I looked at Sebastian, who wore a fierce expression of regret, and burst out laughing.

That was how Adam found me, sitting at a table with Seb and his family, the Italian’s arm across the back of my chair like a flag staked in the ground declaring his territory.

I felt him before I saw him.

A crackling of energy, a lightning strike at the front entrance.

Sebastian turned at the same time as I did, both of us locked into that familiar abundance of commanding magnetism.

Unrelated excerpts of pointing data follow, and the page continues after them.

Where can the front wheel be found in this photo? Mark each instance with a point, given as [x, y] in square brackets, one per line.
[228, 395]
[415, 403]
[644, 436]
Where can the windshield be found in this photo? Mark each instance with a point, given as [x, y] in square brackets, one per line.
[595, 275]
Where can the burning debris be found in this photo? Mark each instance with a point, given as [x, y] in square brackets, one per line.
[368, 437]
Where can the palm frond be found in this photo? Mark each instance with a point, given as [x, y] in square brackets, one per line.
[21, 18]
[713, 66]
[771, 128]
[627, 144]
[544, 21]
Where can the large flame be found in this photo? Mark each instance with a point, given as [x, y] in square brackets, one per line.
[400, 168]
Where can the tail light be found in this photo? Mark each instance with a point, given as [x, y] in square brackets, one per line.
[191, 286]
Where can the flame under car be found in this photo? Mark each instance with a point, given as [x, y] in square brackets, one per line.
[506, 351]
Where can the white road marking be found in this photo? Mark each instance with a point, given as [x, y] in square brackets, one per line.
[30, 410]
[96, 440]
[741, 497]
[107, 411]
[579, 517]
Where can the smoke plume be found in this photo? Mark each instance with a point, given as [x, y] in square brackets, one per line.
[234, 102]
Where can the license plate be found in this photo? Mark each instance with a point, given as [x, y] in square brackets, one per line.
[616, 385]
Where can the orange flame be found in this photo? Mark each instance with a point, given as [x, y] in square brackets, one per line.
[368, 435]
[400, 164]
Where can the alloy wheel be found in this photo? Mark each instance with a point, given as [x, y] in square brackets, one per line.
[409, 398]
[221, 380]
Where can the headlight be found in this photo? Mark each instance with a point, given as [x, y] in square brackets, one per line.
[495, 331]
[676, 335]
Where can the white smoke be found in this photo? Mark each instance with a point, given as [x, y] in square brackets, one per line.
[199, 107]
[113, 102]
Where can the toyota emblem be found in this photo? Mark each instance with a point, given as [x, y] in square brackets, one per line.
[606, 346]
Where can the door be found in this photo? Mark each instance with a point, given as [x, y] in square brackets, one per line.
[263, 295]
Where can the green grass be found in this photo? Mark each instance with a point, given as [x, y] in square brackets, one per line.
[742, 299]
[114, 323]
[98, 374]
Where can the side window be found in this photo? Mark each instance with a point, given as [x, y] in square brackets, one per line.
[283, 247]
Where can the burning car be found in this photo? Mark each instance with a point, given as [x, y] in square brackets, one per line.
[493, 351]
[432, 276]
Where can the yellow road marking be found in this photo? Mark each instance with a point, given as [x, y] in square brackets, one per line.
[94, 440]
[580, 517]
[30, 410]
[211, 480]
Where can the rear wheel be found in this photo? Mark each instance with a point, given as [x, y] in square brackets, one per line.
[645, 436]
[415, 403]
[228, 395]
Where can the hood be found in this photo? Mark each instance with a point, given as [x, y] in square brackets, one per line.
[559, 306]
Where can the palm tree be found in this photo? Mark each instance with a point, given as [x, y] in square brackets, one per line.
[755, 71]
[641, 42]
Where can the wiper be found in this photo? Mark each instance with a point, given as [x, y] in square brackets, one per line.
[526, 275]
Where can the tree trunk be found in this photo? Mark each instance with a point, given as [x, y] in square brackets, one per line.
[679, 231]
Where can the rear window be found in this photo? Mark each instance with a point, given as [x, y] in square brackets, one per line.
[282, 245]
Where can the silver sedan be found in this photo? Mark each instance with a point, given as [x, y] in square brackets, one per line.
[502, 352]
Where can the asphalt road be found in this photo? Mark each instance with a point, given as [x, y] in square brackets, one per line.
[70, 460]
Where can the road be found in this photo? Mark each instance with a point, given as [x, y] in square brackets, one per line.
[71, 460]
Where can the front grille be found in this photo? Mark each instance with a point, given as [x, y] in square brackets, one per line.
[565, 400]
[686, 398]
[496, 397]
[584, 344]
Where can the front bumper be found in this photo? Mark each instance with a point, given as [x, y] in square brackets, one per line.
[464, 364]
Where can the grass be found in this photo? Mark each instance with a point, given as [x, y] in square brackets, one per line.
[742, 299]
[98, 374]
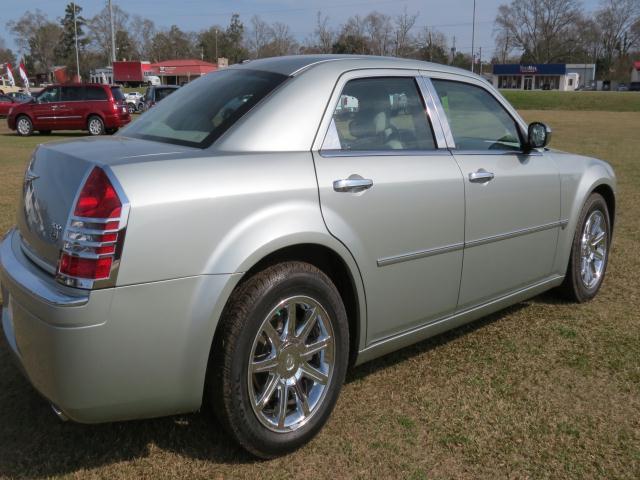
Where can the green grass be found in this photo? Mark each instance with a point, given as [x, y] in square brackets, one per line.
[553, 100]
[545, 389]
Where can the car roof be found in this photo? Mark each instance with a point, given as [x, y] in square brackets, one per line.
[295, 64]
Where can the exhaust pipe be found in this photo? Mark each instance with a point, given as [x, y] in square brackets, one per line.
[59, 413]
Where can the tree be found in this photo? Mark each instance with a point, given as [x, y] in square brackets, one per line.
[616, 20]
[37, 35]
[66, 48]
[546, 31]
[6, 55]
[100, 28]
[404, 23]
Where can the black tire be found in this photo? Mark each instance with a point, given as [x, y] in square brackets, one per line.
[573, 287]
[241, 323]
[24, 126]
[95, 125]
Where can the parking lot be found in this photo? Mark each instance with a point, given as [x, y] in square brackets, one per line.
[543, 389]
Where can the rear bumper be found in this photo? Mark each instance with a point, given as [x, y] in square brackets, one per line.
[114, 354]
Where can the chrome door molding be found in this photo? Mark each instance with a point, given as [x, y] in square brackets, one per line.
[516, 233]
[405, 257]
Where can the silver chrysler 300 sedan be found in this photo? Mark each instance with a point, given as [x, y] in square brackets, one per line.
[270, 224]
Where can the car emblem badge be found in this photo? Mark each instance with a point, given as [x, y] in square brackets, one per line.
[54, 233]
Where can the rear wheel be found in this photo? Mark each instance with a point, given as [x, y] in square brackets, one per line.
[279, 358]
[24, 126]
[95, 125]
[589, 251]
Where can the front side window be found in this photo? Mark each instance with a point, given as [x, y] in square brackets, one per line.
[382, 113]
[49, 95]
[199, 113]
[477, 120]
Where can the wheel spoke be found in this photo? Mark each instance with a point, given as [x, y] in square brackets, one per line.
[283, 390]
[269, 388]
[267, 365]
[272, 335]
[301, 398]
[598, 238]
[292, 319]
[309, 322]
[314, 374]
[316, 347]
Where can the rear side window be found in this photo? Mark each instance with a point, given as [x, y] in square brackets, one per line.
[381, 113]
[72, 94]
[199, 113]
[96, 93]
[117, 94]
[477, 120]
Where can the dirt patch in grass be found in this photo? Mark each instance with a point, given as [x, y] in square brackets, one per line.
[544, 389]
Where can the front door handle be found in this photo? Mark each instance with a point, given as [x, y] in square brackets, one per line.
[352, 184]
[481, 176]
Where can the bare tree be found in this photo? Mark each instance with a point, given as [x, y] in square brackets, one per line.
[379, 29]
[259, 37]
[404, 23]
[324, 34]
[36, 34]
[544, 30]
[615, 20]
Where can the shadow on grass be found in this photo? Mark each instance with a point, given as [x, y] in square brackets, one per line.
[35, 443]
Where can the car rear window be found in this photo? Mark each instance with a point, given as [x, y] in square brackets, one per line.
[117, 94]
[200, 112]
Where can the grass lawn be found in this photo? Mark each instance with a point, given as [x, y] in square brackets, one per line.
[554, 100]
[545, 389]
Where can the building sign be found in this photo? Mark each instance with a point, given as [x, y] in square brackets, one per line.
[530, 69]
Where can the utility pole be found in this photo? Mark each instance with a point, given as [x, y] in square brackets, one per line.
[473, 35]
[75, 31]
[113, 34]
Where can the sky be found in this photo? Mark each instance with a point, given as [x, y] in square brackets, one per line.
[453, 17]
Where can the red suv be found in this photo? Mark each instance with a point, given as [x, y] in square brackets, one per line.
[94, 107]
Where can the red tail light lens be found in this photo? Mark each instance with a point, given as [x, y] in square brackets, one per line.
[94, 235]
[98, 198]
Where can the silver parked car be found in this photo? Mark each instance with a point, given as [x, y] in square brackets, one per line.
[246, 240]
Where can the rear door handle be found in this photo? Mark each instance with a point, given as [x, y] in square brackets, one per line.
[481, 176]
[352, 184]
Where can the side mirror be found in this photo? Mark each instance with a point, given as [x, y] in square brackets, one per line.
[539, 135]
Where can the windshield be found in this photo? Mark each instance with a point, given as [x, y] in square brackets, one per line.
[200, 112]
[117, 94]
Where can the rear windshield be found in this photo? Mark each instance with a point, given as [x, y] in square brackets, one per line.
[117, 94]
[200, 112]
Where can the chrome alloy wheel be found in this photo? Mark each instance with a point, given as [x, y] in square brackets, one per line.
[291, 364]
[95, 126]
[24, 126]
[593, 249]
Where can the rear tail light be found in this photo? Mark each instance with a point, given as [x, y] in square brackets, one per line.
[94, 236]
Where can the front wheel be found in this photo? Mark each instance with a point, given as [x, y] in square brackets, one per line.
[589, 251]
[279, 358]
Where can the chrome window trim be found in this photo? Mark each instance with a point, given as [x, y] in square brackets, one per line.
[382, 153]
[405, 257]
[429, 93]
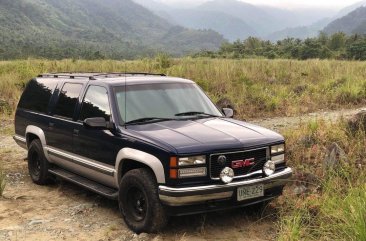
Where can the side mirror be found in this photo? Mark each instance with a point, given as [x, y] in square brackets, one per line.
[96, 122]
[228, 112]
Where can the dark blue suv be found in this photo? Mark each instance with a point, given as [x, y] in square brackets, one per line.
[156, 144]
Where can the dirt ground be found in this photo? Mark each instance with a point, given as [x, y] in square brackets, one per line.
[64, 211]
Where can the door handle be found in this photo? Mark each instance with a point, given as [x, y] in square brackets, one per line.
[76, 132]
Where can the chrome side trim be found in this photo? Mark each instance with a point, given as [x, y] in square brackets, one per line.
[21, 141]
[286, 173]
[151, 161]
[179, 201]
[278, 159]
[82, 161]
[38, 132]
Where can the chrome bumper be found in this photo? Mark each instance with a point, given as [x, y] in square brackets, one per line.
[195, 195]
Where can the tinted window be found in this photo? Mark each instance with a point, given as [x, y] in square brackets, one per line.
[37, 95]
[67, 100]
[95, 103]
[162, 100]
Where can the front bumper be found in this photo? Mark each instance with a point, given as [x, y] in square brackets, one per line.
[201, 194]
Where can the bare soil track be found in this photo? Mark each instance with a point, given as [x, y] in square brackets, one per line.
[64, 211]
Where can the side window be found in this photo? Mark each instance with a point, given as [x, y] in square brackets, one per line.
[67, 100]
[37, 95]
[95, 104]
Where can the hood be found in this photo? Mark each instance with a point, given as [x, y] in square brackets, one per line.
[205, 135]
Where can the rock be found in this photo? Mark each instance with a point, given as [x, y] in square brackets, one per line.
[143, 236]
[37, 221]
[81, 208]
[158, 238]
[298, 190]
[225, 103]
[358, 122]
[335, 155]
[300, 89]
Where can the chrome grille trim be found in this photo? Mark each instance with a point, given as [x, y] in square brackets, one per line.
[236, 152]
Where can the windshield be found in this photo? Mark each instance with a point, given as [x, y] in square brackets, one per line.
[166, 100]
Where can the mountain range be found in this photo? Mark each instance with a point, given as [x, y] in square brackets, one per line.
[352, 23]
[137, 28]
[237, 20]
[114, 28]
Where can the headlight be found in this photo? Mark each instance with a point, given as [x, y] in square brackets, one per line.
[227, 175]
[192, 172]
[277, 149]
[193, 160]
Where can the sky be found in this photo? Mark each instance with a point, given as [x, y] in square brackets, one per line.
[330, 4]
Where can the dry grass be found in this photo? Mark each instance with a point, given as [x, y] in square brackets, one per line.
[2, 181]
[255, 87]
[334, 208]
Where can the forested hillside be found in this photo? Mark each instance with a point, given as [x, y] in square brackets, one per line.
[354, 22]
[92, 29]
[335, 46]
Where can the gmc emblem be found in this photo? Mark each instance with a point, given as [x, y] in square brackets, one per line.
[242, 163]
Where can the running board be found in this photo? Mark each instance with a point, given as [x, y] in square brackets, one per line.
[86, 183]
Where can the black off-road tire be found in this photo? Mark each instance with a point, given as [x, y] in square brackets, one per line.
[139, 202]
[38, 164]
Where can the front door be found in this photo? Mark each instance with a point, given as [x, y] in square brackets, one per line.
[99, 147]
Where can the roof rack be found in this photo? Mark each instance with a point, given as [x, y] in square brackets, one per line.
[94, 75]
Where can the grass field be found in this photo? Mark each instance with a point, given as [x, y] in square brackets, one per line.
[334, 208]
[255, 87]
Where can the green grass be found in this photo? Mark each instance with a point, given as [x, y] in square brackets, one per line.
[335, 208]
[256, 87]
[2, 181]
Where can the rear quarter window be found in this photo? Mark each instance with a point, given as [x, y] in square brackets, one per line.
[68, 100]
[37, 95]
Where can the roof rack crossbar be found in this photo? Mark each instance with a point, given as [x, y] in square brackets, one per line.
[92, 76]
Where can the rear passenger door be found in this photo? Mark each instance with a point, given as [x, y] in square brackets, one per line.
[61, 125]
[97, 145]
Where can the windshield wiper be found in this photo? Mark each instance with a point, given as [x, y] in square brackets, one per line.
[147, 119]
[195, 113]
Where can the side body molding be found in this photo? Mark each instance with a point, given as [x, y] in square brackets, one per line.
[132, 154]
[38, 132]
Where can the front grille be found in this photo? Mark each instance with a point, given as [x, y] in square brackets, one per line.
[259, 155]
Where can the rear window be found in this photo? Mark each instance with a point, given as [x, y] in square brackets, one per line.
[37, 95]
[67, 100]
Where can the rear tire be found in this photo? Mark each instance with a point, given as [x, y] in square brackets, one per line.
[139, 202]
[38, 164]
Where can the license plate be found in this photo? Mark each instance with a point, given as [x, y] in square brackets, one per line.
[249, 192]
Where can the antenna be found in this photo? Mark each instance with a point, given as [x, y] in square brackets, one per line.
[125, 94]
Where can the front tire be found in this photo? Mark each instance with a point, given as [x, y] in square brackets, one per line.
[139, 202]
[38, 164]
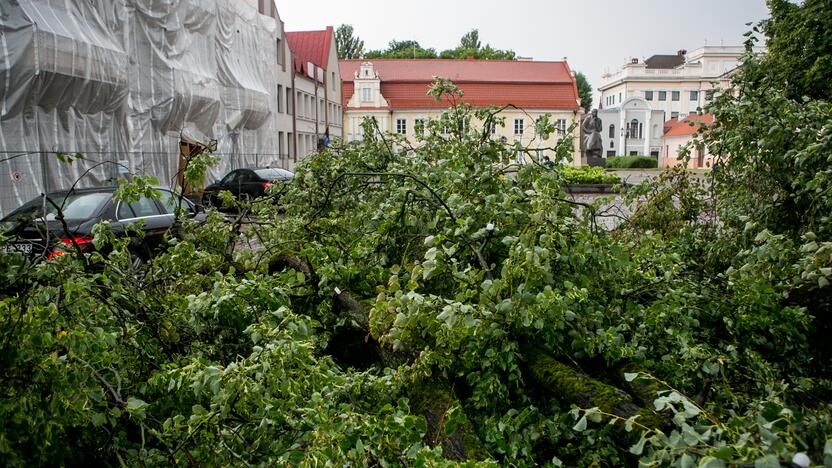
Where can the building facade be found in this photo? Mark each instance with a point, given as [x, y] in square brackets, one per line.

Adam stood beside the hostess stand in a slightly mussed black suit, the top buttons on his dark green shirt undone and the sleeves rolled up, the blazer tossed over one shoulder and hooked by one finger. I wondered if he’d headed to the airport straight from his last interview in the city.

“He does not look happy,” I murmured.

“No,” Sebastian said, a dark note of glee in the word. “He does not.”

“What game are you playing?”

His response was a smoky chuckle.

Adam noted the expression, his own glower tightening. He stalked through the restaurant like a wild cat through the jungle, completely homed in on his prey. Diners tittered as he moved by them, but he didn’t seem to notice.

The center of his attention was solely Sebastian and me.

A shiver rolled through me as my blood flashed hot and cold with a curiously arousing mix of fear and anticipation.

The Adam I knew was unfailing polite, probably do to his upbringing in the peerage and his brief stint in the British Armed Forces, but he eschewed every nicety as he finally approached the table. Instead of greeting the diners, or even acknowledging them, he kept his eyes trained on me.

I swallowed thickly as he stopped at the side of my chair, braced a hand along the back of my neck under the thick sweep of my —nestled tightly against Seb’s arm—and used the other to grip my chin to tip my head back.

His eyes were hard, glittering emeralds, almost inhumanely beautiful as they dominated my vision.

“Sunbeam,” he rasped in a possessive growl a moment before he bent to claim my parted mouth.